During a career spanning more than five decades, Rising led the development of such projects as Los Angeles’ U.S. Bank Tower — which for 28 years was the tallest skyscraper west of Chicago — and Playa Vista, a mixed-use neighborhood and commercial tech hub in the Westside area.

The Playa Vista development looking northeast from Lincoln Blvd., with Bluff Creek at right. 2006 photo. (Daily Breeze staff file photo)

Rising was also an advocate and player in the rebirth of Downtown Los Angeles, restoring dilapidated commercial spaces and upgrading the area’s infrastructure to meet high-tech needs.

California Gov. Gavin Newsom said in a statement that Rising “spearheaded iconic developments that transformed neighborhoods across California.”

His “dynamic leadership and problem-solving brought together stakeholders from across the board to accomplish monumental feats,” Newsom said. “I send my deepest sympathies to his loved ones and many friends.”

Rising was an important behind-the-scenes figure in California politics, perhaps best known in political circles for his longtime association with five-time Los Angeles Mayor Tom Bradley. Rising served as Bradley’s campaign chairman in each of his mayoral victories beginning in 1973, as well as in a tight gubernatorial defeat in 1982.

“Tom was an unbelievable person,” Rising said in a 2020 podcast episode recorded with his son, Christopher. “He and I were extremely close.”
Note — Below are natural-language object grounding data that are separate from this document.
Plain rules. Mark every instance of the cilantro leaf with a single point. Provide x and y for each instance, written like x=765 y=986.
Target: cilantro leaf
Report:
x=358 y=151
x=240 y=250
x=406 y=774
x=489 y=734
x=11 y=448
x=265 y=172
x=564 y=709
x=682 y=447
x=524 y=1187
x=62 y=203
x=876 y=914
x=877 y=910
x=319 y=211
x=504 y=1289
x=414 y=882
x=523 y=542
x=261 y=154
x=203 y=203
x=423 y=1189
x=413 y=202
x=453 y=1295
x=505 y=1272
At the time of his death, Rising served as chairman emeritus of Rising Realty Partners, a real estate investment and operating company headquartered in Los Angeles.

 

In addition to his real estate concerns, Rising served in a host of civic and philanthropic roles. He was chair of the Federal Reserve Bank of San Francisco, chair of The Real Estate Roundtable think tank, a California Institute of Technology trustee, and a W.M. Keck Foundation board member.

He was part of the Rebuild LA effort after the 1992 riots, chairman of the Grand Avenue Committee — a downtown revitalization project — and a board member of the Irvine Company.

Rising is survived by his wife, Sharon; sons, Christopher and Matthew; three grandchildren; and a sister, Charlotte Conway.

A private memorial service will take place in the near future, his family said.